Mini Review ARTICLE
The commensal microbiota drives immune homeostasis
- 1 Michael Smith Laboratories, University of British Columbia, Vancouver, BC, Canada
- 2 Department of Microbiology and Immunology, University of British Columbia, Vancouver, BC, Canada
- 3 Department of Biochemistry and Molecular Biology, University of British Columbia, Vancouver, BC, Canada
For millions of years, microbes have coexisted with eukaryotic cells at the mucosal surfaces of vertebrates in a complex, yet usually harmonious symbiosis. An ever-expanding number of reports describe how eliminating or shifting the intestinal microbiota has profound effects on the development and functionality of the mucosal and systemic immune systems. Here, we examine some of the mechanisms by which bacterial signals affect immune homeostasis. Focusing on the strategies that microbes use to keep our immune system healthy, as opposed to trying to correct the immune imbalances caused by dysbiosis, may prove to be a more astute and efficient way of treating immune-mediated disease.

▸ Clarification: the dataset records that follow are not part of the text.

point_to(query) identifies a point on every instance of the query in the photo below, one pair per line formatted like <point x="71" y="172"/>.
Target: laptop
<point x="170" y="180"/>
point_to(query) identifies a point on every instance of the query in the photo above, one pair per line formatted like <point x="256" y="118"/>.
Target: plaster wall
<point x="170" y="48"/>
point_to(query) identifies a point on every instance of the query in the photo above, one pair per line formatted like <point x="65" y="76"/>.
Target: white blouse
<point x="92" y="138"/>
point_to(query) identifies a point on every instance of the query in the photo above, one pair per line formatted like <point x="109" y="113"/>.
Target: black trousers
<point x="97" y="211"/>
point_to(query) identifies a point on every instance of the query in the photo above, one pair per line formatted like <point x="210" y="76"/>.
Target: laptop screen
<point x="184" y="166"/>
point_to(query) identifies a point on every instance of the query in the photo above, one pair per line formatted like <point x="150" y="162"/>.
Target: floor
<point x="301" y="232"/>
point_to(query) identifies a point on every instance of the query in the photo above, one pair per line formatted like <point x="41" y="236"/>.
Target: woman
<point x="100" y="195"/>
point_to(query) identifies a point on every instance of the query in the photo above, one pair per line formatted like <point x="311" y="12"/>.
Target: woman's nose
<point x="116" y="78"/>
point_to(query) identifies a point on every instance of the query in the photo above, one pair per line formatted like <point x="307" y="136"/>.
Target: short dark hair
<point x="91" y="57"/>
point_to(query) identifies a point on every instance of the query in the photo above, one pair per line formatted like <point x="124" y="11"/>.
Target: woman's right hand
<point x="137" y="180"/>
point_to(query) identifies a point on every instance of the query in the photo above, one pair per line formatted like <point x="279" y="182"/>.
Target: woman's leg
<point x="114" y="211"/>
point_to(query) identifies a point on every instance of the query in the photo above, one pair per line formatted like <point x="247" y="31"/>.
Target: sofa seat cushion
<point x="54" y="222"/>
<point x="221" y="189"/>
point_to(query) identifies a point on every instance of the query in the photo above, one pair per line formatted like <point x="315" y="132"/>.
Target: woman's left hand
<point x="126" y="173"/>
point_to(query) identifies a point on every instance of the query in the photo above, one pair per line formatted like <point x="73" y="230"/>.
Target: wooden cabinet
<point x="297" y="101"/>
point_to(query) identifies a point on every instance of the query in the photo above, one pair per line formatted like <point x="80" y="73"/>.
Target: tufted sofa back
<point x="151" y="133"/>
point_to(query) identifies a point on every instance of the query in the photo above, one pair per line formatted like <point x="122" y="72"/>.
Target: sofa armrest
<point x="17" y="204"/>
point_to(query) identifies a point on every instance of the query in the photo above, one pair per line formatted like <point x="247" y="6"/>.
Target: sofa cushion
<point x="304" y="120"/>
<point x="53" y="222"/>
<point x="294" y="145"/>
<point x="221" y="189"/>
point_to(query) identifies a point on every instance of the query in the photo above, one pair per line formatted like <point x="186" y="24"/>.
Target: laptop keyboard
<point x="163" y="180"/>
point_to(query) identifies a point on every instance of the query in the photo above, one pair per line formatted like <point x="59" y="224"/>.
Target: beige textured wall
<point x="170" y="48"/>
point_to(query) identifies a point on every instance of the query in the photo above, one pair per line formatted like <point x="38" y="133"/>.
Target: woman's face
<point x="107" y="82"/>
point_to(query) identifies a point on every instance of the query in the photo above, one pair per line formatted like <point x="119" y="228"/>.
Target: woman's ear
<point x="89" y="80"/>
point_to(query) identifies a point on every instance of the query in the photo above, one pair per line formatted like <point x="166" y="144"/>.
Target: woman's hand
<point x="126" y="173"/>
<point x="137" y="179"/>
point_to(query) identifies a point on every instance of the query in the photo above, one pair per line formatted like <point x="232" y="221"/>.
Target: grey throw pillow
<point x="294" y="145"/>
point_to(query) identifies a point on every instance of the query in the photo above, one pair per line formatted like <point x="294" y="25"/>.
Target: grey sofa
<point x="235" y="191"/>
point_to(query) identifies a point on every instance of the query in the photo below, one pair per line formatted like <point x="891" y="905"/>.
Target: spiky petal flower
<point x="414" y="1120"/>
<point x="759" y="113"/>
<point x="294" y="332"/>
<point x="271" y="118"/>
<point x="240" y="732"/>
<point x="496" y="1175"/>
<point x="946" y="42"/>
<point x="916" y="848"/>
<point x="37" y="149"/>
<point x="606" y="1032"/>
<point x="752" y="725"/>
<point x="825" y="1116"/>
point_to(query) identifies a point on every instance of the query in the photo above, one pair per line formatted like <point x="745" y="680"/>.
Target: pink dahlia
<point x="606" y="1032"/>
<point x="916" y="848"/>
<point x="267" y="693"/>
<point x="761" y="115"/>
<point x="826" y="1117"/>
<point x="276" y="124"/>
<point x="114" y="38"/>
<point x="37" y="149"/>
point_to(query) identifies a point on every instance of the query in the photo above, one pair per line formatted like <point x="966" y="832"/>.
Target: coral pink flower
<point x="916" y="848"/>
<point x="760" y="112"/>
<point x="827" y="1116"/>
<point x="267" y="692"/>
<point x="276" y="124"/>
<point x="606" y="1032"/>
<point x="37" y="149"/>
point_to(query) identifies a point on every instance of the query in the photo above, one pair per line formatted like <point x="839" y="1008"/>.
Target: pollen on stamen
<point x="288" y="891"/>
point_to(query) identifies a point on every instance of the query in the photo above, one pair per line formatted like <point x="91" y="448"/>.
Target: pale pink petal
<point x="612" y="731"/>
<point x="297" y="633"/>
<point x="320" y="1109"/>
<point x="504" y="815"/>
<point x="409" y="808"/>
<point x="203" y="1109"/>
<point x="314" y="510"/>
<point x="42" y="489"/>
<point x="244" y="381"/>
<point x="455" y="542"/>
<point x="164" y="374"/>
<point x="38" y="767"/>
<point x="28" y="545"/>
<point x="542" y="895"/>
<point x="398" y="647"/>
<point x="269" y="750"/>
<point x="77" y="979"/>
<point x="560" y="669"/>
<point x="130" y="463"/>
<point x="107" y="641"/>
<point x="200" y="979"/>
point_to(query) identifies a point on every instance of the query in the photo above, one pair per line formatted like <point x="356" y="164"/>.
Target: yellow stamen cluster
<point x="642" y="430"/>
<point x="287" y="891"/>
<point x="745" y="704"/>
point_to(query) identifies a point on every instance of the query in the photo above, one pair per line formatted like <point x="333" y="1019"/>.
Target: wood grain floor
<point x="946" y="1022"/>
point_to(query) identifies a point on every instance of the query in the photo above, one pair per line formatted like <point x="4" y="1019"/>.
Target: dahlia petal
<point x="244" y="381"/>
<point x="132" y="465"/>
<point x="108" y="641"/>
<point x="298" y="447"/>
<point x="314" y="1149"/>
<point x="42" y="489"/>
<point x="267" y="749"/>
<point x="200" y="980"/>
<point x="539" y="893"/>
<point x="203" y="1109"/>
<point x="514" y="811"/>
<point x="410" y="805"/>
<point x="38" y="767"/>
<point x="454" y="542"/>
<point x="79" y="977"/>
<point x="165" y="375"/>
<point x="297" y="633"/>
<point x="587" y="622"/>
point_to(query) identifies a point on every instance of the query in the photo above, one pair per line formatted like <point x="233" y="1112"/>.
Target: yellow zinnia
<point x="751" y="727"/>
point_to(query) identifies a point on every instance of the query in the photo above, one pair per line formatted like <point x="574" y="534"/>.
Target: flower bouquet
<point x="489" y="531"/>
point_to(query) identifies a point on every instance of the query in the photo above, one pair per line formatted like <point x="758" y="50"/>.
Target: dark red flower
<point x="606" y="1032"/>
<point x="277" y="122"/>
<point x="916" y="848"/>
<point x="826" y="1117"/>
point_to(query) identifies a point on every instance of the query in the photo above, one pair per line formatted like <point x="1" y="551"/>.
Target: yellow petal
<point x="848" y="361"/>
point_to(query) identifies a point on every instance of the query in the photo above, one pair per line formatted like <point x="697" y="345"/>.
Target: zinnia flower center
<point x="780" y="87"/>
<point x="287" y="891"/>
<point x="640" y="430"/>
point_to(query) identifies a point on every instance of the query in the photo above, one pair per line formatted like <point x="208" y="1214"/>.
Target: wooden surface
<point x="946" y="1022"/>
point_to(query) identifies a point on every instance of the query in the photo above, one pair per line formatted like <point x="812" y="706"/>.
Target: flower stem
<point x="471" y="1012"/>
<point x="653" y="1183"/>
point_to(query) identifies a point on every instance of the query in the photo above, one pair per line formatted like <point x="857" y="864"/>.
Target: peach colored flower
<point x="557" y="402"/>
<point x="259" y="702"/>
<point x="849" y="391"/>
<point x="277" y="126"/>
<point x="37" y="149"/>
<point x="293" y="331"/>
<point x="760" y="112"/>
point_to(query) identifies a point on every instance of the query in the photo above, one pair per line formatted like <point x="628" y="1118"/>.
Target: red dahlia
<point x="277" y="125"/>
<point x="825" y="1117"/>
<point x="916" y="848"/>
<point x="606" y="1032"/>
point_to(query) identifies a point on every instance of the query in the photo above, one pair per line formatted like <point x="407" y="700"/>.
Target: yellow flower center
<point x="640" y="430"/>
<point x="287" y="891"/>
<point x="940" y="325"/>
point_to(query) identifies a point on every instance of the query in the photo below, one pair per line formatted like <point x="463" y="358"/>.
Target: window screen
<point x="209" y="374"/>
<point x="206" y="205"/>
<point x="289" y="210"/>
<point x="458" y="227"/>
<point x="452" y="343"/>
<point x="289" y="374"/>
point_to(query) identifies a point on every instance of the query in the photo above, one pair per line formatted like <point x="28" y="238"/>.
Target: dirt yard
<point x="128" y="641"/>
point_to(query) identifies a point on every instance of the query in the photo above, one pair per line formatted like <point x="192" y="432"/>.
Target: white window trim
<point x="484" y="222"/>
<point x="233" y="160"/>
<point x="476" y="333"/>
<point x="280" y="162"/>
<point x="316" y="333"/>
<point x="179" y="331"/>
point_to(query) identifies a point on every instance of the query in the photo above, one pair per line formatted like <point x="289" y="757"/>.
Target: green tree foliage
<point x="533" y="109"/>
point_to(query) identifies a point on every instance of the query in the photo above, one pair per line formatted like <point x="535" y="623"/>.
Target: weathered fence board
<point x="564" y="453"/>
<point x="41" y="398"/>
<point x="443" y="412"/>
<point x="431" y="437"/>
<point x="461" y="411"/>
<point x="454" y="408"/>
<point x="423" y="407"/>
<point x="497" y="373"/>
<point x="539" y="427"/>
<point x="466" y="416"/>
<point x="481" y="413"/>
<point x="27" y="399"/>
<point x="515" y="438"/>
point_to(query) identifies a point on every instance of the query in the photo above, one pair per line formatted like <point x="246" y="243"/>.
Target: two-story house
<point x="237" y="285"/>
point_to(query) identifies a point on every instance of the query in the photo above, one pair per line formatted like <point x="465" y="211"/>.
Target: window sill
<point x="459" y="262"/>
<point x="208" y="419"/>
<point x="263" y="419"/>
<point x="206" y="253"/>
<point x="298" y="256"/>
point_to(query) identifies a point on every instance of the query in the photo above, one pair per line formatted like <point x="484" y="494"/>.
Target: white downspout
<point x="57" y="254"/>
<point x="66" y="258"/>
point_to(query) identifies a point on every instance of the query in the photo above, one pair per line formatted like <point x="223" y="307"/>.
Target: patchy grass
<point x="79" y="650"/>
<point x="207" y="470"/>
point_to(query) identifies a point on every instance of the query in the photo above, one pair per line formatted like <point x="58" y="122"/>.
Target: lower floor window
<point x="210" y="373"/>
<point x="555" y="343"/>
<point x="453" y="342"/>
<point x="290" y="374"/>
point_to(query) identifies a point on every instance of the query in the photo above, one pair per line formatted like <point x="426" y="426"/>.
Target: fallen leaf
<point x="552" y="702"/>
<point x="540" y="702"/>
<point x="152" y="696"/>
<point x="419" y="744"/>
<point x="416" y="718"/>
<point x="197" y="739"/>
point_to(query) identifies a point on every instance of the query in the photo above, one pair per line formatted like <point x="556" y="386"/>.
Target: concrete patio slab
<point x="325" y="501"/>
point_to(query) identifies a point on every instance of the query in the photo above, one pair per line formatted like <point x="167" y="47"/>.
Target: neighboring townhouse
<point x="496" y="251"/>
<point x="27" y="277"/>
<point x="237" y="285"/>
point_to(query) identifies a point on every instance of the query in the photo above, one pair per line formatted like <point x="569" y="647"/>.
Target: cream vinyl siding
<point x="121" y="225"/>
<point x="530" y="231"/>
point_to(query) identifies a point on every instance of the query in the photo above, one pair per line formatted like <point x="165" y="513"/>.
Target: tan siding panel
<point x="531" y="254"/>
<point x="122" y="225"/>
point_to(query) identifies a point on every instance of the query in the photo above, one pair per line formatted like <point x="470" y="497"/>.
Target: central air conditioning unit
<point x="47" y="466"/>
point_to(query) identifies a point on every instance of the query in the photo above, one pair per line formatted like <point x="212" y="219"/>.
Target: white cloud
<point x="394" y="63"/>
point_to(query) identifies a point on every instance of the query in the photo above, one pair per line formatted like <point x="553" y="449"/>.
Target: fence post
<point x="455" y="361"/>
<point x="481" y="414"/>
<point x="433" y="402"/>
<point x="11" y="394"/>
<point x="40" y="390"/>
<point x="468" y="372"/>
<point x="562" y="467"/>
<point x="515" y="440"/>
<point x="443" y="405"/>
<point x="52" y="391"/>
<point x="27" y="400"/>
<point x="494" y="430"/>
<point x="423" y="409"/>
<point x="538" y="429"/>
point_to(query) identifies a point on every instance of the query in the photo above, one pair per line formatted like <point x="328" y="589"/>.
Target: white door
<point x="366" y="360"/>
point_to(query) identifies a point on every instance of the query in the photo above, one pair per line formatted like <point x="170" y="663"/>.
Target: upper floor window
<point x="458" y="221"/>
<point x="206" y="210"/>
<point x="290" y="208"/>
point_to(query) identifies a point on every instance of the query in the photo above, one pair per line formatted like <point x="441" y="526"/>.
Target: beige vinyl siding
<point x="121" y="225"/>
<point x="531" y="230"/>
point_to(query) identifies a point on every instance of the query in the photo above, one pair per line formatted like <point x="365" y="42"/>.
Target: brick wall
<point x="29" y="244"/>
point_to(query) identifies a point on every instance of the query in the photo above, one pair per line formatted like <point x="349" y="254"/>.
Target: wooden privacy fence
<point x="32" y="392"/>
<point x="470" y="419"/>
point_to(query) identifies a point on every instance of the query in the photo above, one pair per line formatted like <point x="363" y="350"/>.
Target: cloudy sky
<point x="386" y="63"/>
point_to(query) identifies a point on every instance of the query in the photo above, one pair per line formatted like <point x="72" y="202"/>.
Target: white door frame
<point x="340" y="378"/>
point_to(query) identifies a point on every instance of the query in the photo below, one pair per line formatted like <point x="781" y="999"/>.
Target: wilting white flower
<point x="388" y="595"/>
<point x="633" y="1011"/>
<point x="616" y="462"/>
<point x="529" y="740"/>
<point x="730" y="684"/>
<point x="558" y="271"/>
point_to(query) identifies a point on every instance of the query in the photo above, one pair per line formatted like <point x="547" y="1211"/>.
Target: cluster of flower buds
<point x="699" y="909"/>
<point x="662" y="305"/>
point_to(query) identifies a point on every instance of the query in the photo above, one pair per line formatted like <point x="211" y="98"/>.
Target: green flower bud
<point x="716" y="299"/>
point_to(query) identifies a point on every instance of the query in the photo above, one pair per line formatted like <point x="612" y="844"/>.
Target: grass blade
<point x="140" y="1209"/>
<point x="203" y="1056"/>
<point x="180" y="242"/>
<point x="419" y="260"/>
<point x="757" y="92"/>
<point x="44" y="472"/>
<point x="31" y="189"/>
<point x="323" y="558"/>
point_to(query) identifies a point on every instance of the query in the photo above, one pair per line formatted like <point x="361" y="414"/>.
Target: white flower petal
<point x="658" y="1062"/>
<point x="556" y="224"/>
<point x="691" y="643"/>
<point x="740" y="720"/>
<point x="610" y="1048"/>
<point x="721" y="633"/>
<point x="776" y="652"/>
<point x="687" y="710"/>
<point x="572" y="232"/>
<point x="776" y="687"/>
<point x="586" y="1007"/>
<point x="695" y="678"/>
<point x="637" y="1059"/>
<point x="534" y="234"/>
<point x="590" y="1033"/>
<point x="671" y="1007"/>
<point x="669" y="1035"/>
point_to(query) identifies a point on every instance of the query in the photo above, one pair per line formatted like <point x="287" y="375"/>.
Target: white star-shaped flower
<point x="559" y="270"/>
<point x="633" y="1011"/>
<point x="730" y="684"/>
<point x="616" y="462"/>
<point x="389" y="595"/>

Higher organisms benefit from their microbiota, which offers nutritional and physiological advantages to the host in exchange for a nutrient-rich habitat. Microbes (bacteria, archaea, viruses, fungi, protozoans, etc.) reside on all mucosal surfaces of the body, with the gut harboring by far the most numerous population. Separating the microbial cells from the host is the intestinal barrier, which serves as an interface for many complex interactions. Two major components of the intestinal barrier are the intestinal epithelium and the gut associated lymphoid tissue (GALT). This tissue has the challenging dual task of selectively absorbing nutrients from the intestinal lumen, while preventing microbial entry and infection. The majority of microbes that reside in the intestine are commensals and do not pose a threat to the host under normal conditions. Thus, the host’s immune system must learn to tolerate this enormous commensal antigenic load. One of the strategies that the host utilizes to avoid an inflammatory response against the microbiota is to remain “ignorant” to a portion of the microbial antigens, by using the intestinal barrier, including the mucous layer and immunoglobulin (Ig) A, to maintain these antigens at a distance to the mucosal surface (Hansson and Johansson, 2010; Hooper and Macpherson, 2010). However, it is now clear that there is also constant communication between microbial cells or signals and host cell receptors, and that many of these interactions lead to the development of immune tolerance toward bacterial antigens (Hooper and Macpherson, 2010; Geuking et al., 2011).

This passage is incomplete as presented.